Beth has made a lot of cookies in her life – for her two daughters, her husband, for church functions and bazaars; now for her grand-daughters, as well. Like her husband, Roger, who taught me to fly-fish, her hands don’t need her mind to work. They just do what she’s trained them to do. If I asked her what she remembered about that particular day, she’d say the enjoyment of talking with family members. The routine of cookie-making was a relaxing background task.

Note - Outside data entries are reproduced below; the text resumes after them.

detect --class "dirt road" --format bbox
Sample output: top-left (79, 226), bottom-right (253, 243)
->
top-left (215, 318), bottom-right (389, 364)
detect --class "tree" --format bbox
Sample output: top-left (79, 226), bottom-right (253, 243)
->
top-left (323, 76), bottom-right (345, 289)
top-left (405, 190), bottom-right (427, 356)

I remember when I learned to run – it was so hard, so foreign…my body needed time to learn what I wanted it to do. A friend once remarked, “For the first 20 minutes, my body just screams at me, ‘Stop! What are you doing to me?’, then all of a sudden, it’s like it says, ‘Oh…I get it…this is what you want me to do.’ And then everything kicks into gear and feels great.” She nailed it. After the first 15-20 minutes, running found rhythm. Rhythm found release. Release found revelation. Running was what generated my best thinking. I set out to learn to run, but also learned to elevate my thoughts.
With new things, our body needs to get used to the action, to warm up to the idea – just like our minds. At a recent workshop, the facilitator said, “On average, we hear an idea six times before we remember or act upon it. Six times.”
Pull out an idea, roll it around in your mind, add a bit to it, take a bit away, roll it about some more until it’s the perfect shape and size. Then act on it.